I could only pray that my nightmare would soon end.

---

It was time to face my past. I was so close to reaching the light; it was mere inches from my grasp. I had to return to Montana to testify against the scum who committed this evil crime. I couldn't find it within myself to inform Danny, but I knew he deserved some sort of explanation.

After saying my good-byes I left the card with Hawkes, another co-worker, and forced myself to keep my gaze down as I walked past Danny in the hallway. Though I knew he would understand my absence, I felt like a coward for not speaking to him.

I'm so sorry, Danny. I just need a bit more time to find myself. I promise I'll tell you everything.

---

Nothing could have prepared me for that trial. I so desperately wanted to tug free those last shards from my memory and watch them disappear like a leaf caught in an autumn breeze. But my spirit felt heavy with burden, or at least up until that fateful day.

I guess love really is a crazy thing. That undeniable feeling makes one think differently, make them lighter than before. My love for Danny soared as soon as he strode in through the courtroom doors. He was there in the flesh, those beautiful oceanic eyes reflecting the sunlight that poured into the room. No longer did I feel dragged down by the weight that had tortured me for so long. His presence gave me the strength my voice needed, and I managed to finish my testimony without breaking down.

When I was finished I rose and slowly made my way down the aisle towards Danny. He shifted his legs to let me slip by. I sat down beside him and looked into those deep blue eyes.

"You did well up there. I'm proud of you."

"Thanks."

---

The moment the word "guilty" came from the jury woman's mouth, my spirit soared to unsurpassed heights. Finally, after so many years of sorrow and confusion, I was able to move on. Like grains of sand caught in the breeze, my past was gone and forgotten.

Danny grasped my hand tighter. In the few minutes before the jurisdiction was made, I had thought deeply about his decision to fly out. It was clear he was exhausted; his eyelids fell several times but he managed to stay awake, constantly glancing at me to make sure I was alright. This man flew across nearly the entire country…for me.

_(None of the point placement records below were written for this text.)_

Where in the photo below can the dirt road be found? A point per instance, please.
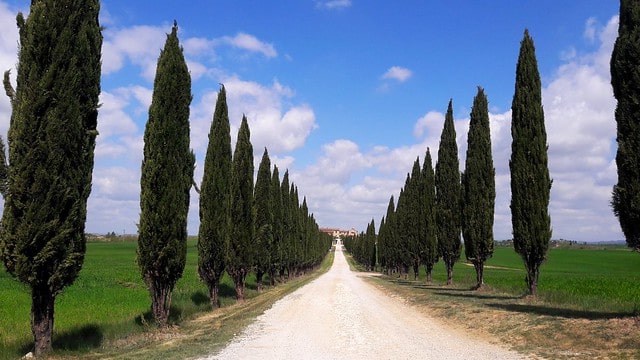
(340, 316)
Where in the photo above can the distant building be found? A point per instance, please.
(336, 233)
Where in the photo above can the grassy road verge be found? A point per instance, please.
(544, 327)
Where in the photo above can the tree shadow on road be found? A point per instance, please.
(473, 294)
(560, 312)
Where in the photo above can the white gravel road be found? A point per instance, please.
(340, 316)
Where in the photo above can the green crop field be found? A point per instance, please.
(600, 280)
(107, 301)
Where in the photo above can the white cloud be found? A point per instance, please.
(334, 4)
(120, 46)
(251, 43)
(350, 186)
(590, 29)
(398, 73)
(8, 60)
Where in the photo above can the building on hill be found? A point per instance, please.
(336, 233)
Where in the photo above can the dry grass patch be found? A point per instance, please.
(525, 324)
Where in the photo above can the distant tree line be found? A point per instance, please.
(436, 207)
(46, 178)
(244, 227)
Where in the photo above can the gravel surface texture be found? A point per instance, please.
(341, 316)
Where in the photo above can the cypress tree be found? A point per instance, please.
(382, 245)
(167, 176)
(388, 232)
(415, 225)
(403, 255)
(625, 79)
(287, 226)
(478, 188)
(240, 255)
(276, 209)
(371, 246)
(530, 182)
(263, 219)
(448, 196)
(51, 143)
(296, 230)
(429, 255)
(214, 200)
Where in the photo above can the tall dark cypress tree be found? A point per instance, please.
(429, 254)
(296, 230)
(414, 222)
(240, 254)
(263, 219)
(448, 196)
(478, 189)
(214, 200)
(625, 79)
(287, 227)
(388, 233)
(530, 182)
(51, 144)
(167, 176)
(371, 246)
(276, 255)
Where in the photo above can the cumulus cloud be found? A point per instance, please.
(334, 4)
(252, 44)
(122, 46)
(8, 51)
(397, 73)
(351, 185)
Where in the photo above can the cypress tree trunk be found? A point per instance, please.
(448, 202)
(51, 141)
(276, 206)
(42, 308)
(530, 182)
(430, 254)
(214, 201)
(166, 179)
(263, 219)
(479, 266)
(625, 80)
(478, 188)
(240, 256)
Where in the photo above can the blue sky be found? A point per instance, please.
(347, 93)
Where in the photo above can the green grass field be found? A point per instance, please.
(600, 280)
(107, 301)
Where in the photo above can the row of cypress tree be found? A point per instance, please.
(243, 228)
(46, 179)
(435, 207)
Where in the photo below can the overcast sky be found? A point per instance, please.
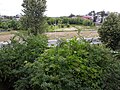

Since I had met him, I had always wondered what it would be like to kiss him. Strange thoughts for one who refused to admit to herself she was in love. Alas I never got to know that feeling, at least not at that specific moment.

As I leaned closer towards his smiling face, reporters poured into the courtroom, bombarding us with their usual questions. With a determined look on his handsome face, Danny led me away, ignoring the inquiries that were being thrown at us.

As we headed out of the courtroom, a feeling of accomplishment washed over me like a great tidal wave. I had finally brought justice to my friends and locked away the filthy coward who so cruelly murdered them.

You know that light I was speaking of earlier? I can finally hold it in the palm of my hand.